We spent the day like that, going to one-of-a-kind places that she didn’t bother to look at with her actual eyes, because she was too busy getting ‘content’ for her feeds.
” He made dismissive air quotes. “We stopped at a café for something to drink, and she complained that she only got three ice cubes in her Coke. We were sitting in a famous, beautiful café that everyone wants to see when they visit Paris, and she was counting ice cubes. She wanted to go to a club, so that night, I took her to Le Shopping and introduced her around. She was nice to my friends long enough for a photo op, and then she spent the rest of the evening in her phone, except for dancing with Yann.”
“Barbie’s dream date Yann?”
He threw his head back and laughed. “Yeah. See what I mean? She didn’t even remember his name.
Then on the ride home, she said my friends were rude because they spoke French at her all night long.
They spoke English. Yes, they have accents, but they were making an effort.
They were being friendly. She wasn’t. This girl was surrounded by amazing things all day long, and she didn’t even see them.
” I made a sympathetic face. “Whereas you,” he continued, smiling at me, “think the Métro is magical.”
“I’ve taken a bunch of photos. And I said the Mona Lisa is meh.”
“She is meh. And you took photos, but you also looked. You interacted. When we’ve gone to a café, you haven’t counted the ice cubes.”
“Because I was in a café in Paris. I was too excited to count ice cubes.”
“I show you something amazing and you see how amazing it is, not how trending it’ll make you on TikTok or whatever. You were nice to my friends tonight.”
“Because they’re interesting people. You do not meet many debate nerds out in the wild. And they were really nice to me.”
“Because you’re magic, mademoiselle.”
I felt as effervescent as Champagne fizz.
We were both quiet on the walk home from the Métro. At my apartment door, he seemed suddenly awkward. I smiled at him. “Thanks. I had an amazing time.”
“Me too.”
We stood there for a minute. The doorstep good-night is always the trickiest part of a first date.
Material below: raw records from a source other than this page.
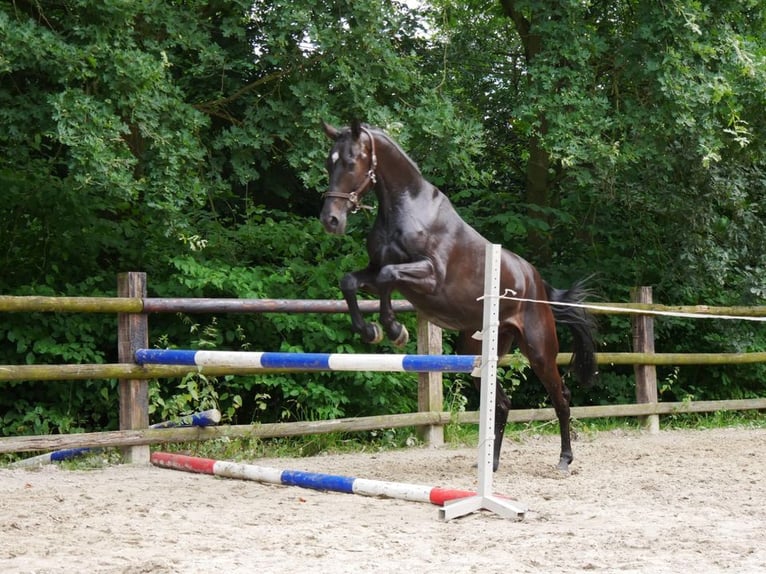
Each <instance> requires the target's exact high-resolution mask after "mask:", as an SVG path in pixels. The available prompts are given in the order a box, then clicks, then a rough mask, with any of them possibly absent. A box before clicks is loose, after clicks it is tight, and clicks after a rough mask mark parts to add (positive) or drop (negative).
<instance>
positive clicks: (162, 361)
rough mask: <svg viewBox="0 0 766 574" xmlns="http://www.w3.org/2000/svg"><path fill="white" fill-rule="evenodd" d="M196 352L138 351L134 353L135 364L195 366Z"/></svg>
mask: <svg viewBox="0 0 766 574" xmlns="http://www.w3.org/2000/svg"><path fill="white" fill-rule="evenodd" d="M196 354H197V351H185V350H179V349H138V350H137V351H136V363H138V364H139V365H146V364H147V363H159V364H162V365H196V364H197V363H196V362H195V360H194V356H195V355H196Z"/></svg>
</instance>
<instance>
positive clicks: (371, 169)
mask: <svg viewBox="0 0 766 574" xmlns="http://www.w3.org/2000/svg"><path fill="white" fill-rule="evenodd" d="M361 130H362V131H363V132H364V133H366V134H367V137H368V138H370V169H368V170H367V173H366V174H365V176H364V179H363V180H362V181H361V182H359V183H358V184H357V185H356V186H354V189H352V190H351V191H350V192H348V193H345V192H343V191H328V192H325V194H324V197H339V198H341V199H345V200H347V201H348V202H349V203H350V204H351V213H356V212H357V211H359V210H360V209H373V208H372V207H371V206H369V205H364V204H363V203H362V196H363V195H364V194H365V193H367V191H369V189H370V188H371V187H373V186H374V185H375V182H376V181H377V178H376V176H375V170H376V169H377V167H378V156H377V155H376V154H375V138H373V137H372V133H370V130H368V129H367V128H365V127H363V128H361Z"/></svg>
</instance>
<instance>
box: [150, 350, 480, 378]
mask: <svg viewBox="0 0 766 574" xmlns="http://www.w3.org/2000/svg"><path fill="white" fill-rule="evenodd" d="M135 359H136V363H138V364H139V365H148V364H162V365H189V366H197V367H243V368H251V369H264V370H267V369H285V370H296V371H377V372H402V371H408V372H416V373H426V372H442V373H471V372H473V371H474V370H475V369H477V368H478V365H479V360H480V357H478V356H474V355H382V354H364V353H359V354H357V353H354V354H343V353H279V352H252V351H193V350H178V349H139V350H137V351H136V355H135Z"/></svg>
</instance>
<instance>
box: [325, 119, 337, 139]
mask: <svg viewBox="0 0 766 574" xmlns="http://www.w3.org/2000/svg"><path fill="white" fill-rule="evenodd" d="M322 129H323V130H324V133H325V134H326V135H327V137H328V138H330V139H331V140H336V139H338V134H339V133H340V131H338V128H334V127H333V126H331V125H330V124H328V123H327V122H325V121H322Z"/></svg>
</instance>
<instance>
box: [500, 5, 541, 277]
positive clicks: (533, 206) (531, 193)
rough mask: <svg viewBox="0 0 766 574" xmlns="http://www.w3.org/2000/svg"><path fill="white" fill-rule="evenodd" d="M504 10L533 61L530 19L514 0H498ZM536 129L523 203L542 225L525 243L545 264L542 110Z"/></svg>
mask: <svg viewBox="0 0 766 574" xmlns="http://www.w3.org/2000/svg"><path fill="white" fill-rule="evenodd" d="M500 4H501V6H502V7H503V11H504V13H505V15H506V16H508V17H509V18H510V19H511V20H513V23H514V24H515V25H516V30H517V31H518V33H519V37H520V38H521V43H522V45H523V46H524V56H525V59H526V62H527V67H528V68H529V65H530V64H531V63H532V61H533V60H534V59H535V57H536V56H537V54H539V53H540V51H541V49H542V38H541V37H540V36H539V35H538V34H535V33H532V31H531V30H532V23H531V22H530V21H529V20H527V19H526V18H525V17H524V15H523V14H522V13H521V12H520V11H518V10H517V9H516V2H515V1H513V0H500ZM539 120H540V128H539V132H538V133H536V134H532V136H531V137H530V139H529V161H528V162H527V168H526V183H525V185H526V196H525V197H526V203H527V206H528V215H529V217H530V218H531V219H537V220H539V221H541V222H542V223H543V226H542V227H541V226H531V227H529V228H528V230H527V243H528V245H529V249H530V253H531V254H532V255H534V262H535V264H536V265H545V264H547V263H548V262H549V261H550V259H551V248H550V241H549V235H548V233H546V232H545V227H548V226H549V225H550V223H551V222H550V215H549V211H548V208H549V207H551V196H550V184H551V182H550V156H549V154H548V152H547V151H546V150H545V149H544V148H543V146H542V142H541V140H540V138H541V136H544V135H545V133H546V126H547V122H546V119H545V114H544V113H542V112H541V114H540V117H539Z"/></svg>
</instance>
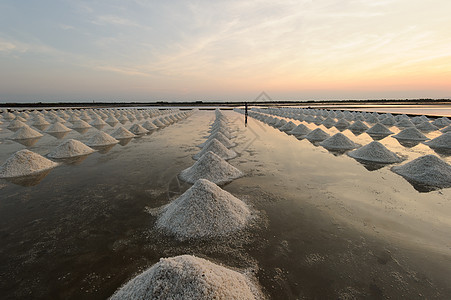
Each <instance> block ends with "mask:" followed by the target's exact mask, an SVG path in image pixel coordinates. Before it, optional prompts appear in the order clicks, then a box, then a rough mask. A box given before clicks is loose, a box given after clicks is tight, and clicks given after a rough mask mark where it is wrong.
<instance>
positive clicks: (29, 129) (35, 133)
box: [10, 125, 42, 140]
Do you kiss? Shake hands? Hug? Wave? Normally I’d be tense and awkward, worried about misreading signals, but I was full of Champagne, Nick had called me magical, and I’d seen how the cool kids did it.
I leaned in, kissing him lightly on each cheek.
He grinned. “Good night, mademoiselle.”
“Night,” I said. I watched him walk down the hall to the elevator. He turned around and waved, and I waved back. The minute I closed the door behind me, I texted Madame Dupuy, hoping I wasn’t waking her.
Her call came back immediately.
“Bonsoir, Madame Dupuy,” I said. “I’m home.”
“Bonsoir, Mademoiselle Tosh. Please tell me what is in the refrigerator.”
“What?” Wow, I really had had too much to drink.
“The refrigerator, mademoiselle. Please open it and tell me what is inside.”
“Um, okay.” I walked into the kitchen, puzzled, and pulled open the fridge. “What the…”
“Ah, you are then truly home. What do you see?”
“I see one of the shoes I was trying on earlier. I don’t…” And then the light dawned. Madame Dupuy had set it up so that she would know whether I was lying when I called. “Never mind.”
“Bon,” she said. “I will wish you good night. Fais des beaux rêves.”
Sweet dreams. Dad used to tell me that when I was still little enough to want him to tuck me in.
I hung up, took the chilly shoe out of the fridge, and carried it to my room, shaking my head in admiration.
She knew the tricks, and she’d set an excellent trap.
I wondered where she learned to do that.